In fact, chemists love water droplets and clouds. Graduate students from Emory’s Pi Alpha Chemical Society showed how to make both, using liquid nitrogen.

“We’re pouring really hot water into really cold liquid nitrogen, causing it to expand into a plume of air that comes up as a cloud,” explained Daniel Collins-Wildman, who braved nature’s drizzle in the courtyard along with fellow graduate student Amanda Dermer.

In fact, Collins-Wildman said, the liquid nitrogen is so cold (77 Kelvin) that ice particles form in the cloud, creating what is known as a nucleation site where water drops can form.

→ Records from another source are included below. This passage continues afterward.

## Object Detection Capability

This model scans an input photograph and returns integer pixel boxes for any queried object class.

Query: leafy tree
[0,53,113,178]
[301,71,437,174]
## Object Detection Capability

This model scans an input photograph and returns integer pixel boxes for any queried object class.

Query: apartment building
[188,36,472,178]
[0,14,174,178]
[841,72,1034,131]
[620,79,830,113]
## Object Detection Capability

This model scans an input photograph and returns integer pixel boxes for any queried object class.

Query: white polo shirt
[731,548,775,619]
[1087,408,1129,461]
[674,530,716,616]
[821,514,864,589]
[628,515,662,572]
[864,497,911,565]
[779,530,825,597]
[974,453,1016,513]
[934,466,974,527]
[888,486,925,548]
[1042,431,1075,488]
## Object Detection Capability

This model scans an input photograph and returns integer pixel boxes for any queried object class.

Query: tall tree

“I conducted an experiment with this by accident once, when I was making macaroni and cheese,” he said. He brought the water to a roiling boil. As usual, bubbles formed along the sides of the pot, where the temperature is higher and the pot’s irregular surface creates the potential for nucleation. Then the power went out. The bubbles on the sides of the pot disappeared. The water was still hot when he turned the heat back on. Without the small bubbles acting as nucleation sites the water boiled violently, a phenomenon known in chemistry as "bumping."

"I heard this weird sound," Collins-Wildman said. "All those little bubbles that had formed slowly before, this time formed immediately as one huge bubble that came to the surface with a BLURP!”